Mi abuela siempre decía que hay personas que te rompen el corazón y otras que te lo pegan. Y luego están esas otras que se cuelan por las grietas y te lo encienden.
Yo llevaba varios años con el corazón roto, y sin nadie capaz de unir las múltiples piezas que quedaron esparcidas en un pecho lleno de malas hierbas.
Lo que mi abuela no me explicó fue cómo reconstruirme a mí misma. Cómo encender mi luz... Quizá la anciana no se olvidó, quizá quería que lo aprendiera sola, que los continuos golpes por la ausencia de luz me llevaran -por desesperación o por necesidad- a encontrar el interruptor. Mi interruptor.
Pero cuando uno se acostumbra a andar a tientas aprende a ver en la oscuridad, aunque esta sólo te muestre sombras, sólo una mitad de la realidad.
Y los años pasan... Y un buen día te tocan en la puerta del alma. Te tocan desde casa, desde dentro. Y una voz que te resulta familiar te dice, tímidamente, que antes de que decidas abandonarte, rendirte, querría ver la luz. Tu luz...

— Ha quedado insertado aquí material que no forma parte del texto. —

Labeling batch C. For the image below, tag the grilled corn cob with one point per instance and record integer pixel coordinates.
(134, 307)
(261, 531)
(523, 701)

Y te concedes un último deseo. Cierras los ojos, te llevas la mano al pecho y pulsas el interruptor. Te recompones los pedazos y queda perfecto, sin grietas. Porque el amor es unidireccional, viene de adentro hacia afuera, y se expande... Salpicando a todos los que están a tu alrededor con purpurina plateada. Empapando con la lluvia de tu corazón a todo aquel que se quiera mojar contigo.
Y miro al cielo, y mi abuela me hace un guiño en forma de destello de luz.